The road bent out of the trees, and I saw the long expanses of sawgrass and mudflats that spread out into the bay, and the network of channels that had been cut by the oil companies and that were slowly poisoning the marshes with salt water. Rosie was awake now, rubbing her eyes with one knuckle, her face stiff with fatigue.

"I'm sorry. I didn't mean to fall asleep," she said.

"It's been a long day."

"Where's the camp?"

"There's some shacks down by the flats, but they look deserted."

I pulled the truck to the side of the road and cut the lights. The tide was out, and the bay looked flat and gray and seabirds were pecking shellfish out of the wet sand in the moonlight. Then a wind gusted out of the south and bent a stand of willow trees that stood on a small knoll between the marsh and the bay.

"Dave, there's a light back in those trees," Rosie said.

Then I saw it, too, at the end of a two-lane sandy track that wound through the willows and over the knoll.

"All right, let's do it," I said, and pushed down on the door handle.

"Dave, before we go in there, I want you to hear something.

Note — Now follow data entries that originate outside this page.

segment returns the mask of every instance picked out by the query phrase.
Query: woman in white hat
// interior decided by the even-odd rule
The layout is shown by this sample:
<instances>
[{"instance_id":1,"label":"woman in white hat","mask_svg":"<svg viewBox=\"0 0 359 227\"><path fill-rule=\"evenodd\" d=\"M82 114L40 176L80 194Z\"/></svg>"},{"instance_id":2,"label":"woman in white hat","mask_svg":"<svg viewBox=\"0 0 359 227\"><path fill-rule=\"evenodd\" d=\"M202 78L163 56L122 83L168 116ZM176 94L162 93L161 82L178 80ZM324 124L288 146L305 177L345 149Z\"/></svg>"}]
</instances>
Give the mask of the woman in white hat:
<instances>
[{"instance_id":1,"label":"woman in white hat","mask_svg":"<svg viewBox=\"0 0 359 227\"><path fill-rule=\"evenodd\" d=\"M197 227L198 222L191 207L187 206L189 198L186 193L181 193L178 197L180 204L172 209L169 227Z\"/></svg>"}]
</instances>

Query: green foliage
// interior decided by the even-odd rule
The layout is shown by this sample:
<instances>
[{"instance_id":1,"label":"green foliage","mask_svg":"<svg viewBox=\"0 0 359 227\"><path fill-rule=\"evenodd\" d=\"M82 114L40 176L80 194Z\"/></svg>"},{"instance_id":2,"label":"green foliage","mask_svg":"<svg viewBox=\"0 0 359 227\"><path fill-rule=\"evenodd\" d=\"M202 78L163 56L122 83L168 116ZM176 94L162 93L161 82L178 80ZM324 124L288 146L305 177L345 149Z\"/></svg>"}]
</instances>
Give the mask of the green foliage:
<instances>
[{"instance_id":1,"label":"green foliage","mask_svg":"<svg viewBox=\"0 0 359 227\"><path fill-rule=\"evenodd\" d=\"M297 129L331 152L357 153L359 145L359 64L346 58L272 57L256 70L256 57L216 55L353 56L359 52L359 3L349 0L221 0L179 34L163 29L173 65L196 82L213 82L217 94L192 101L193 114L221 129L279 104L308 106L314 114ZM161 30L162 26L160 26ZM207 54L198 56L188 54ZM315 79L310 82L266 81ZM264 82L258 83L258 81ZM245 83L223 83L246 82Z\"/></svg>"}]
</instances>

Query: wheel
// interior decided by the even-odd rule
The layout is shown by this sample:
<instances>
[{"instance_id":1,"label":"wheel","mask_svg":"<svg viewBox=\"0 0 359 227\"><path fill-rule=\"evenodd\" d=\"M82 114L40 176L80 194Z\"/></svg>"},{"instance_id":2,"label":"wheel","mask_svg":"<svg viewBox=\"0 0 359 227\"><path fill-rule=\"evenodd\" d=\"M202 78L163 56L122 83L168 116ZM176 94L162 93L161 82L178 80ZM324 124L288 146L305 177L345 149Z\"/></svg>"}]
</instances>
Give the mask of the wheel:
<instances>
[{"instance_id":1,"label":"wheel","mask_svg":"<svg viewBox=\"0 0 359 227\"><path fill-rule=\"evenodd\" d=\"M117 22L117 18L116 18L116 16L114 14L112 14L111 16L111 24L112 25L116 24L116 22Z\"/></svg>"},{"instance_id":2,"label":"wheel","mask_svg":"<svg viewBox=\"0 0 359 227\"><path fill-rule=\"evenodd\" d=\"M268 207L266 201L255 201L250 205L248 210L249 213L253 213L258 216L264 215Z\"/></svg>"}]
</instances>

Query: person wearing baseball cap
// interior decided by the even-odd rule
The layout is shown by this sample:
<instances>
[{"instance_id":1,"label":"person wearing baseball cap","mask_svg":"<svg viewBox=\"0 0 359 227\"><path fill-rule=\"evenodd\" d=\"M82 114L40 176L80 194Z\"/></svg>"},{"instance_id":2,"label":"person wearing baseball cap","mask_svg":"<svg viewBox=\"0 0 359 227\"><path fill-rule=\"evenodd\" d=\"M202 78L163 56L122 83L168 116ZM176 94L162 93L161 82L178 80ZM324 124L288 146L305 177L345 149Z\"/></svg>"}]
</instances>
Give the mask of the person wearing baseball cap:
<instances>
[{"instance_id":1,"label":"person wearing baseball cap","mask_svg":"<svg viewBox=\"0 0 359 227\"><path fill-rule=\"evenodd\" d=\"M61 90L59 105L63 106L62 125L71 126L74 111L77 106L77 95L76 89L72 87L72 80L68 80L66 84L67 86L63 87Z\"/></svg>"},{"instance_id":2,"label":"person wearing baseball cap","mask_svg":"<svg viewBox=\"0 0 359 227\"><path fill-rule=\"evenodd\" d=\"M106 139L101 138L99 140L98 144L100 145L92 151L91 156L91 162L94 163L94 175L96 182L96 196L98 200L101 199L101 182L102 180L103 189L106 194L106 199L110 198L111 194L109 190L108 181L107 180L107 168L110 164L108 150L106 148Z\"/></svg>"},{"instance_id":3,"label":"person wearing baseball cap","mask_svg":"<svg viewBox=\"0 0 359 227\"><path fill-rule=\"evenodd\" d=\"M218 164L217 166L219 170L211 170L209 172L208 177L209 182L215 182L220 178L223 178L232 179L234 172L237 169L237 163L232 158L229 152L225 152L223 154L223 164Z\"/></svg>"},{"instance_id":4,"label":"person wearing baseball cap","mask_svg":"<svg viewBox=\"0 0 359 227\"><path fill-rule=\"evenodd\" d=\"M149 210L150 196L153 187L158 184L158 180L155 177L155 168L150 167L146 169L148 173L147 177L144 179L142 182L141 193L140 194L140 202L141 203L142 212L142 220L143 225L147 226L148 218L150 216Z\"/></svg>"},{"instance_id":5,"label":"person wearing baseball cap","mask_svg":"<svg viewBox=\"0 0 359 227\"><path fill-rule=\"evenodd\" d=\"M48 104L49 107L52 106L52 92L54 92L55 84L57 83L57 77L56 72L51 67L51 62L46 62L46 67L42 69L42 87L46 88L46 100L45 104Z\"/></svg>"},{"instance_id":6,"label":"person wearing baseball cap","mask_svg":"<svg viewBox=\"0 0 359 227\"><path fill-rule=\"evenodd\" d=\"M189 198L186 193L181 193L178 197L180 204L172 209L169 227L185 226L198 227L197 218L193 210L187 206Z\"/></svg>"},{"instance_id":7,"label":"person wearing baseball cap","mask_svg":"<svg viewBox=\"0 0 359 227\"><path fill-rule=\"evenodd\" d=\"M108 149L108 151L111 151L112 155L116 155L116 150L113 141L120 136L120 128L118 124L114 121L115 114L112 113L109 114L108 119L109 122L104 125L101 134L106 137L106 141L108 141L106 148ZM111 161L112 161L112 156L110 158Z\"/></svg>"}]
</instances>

If we find the wrong thing, if Alafair's not all right, it's not because of anything you did. It's important for you to accept that now. If I had been in your place, I'd have done everything the same way you have."

I squeezed her hand.

"A cop couldn't have a better partner than Rosie Gomez," I said.

We got out of the truck and left the doors open to avoid making any unnecessary sound, and walked up the sandy track toward the trees. I could hear gulls cawing and wheeling overhead and the solitary scream of a nutria deep in the marsh. Humps of garbage stood by the sides of the track, and then I realized that it was medical waste-bandages, hypodermic vials, congealed bags of gelatin, sheets that were stiff with dried fluids.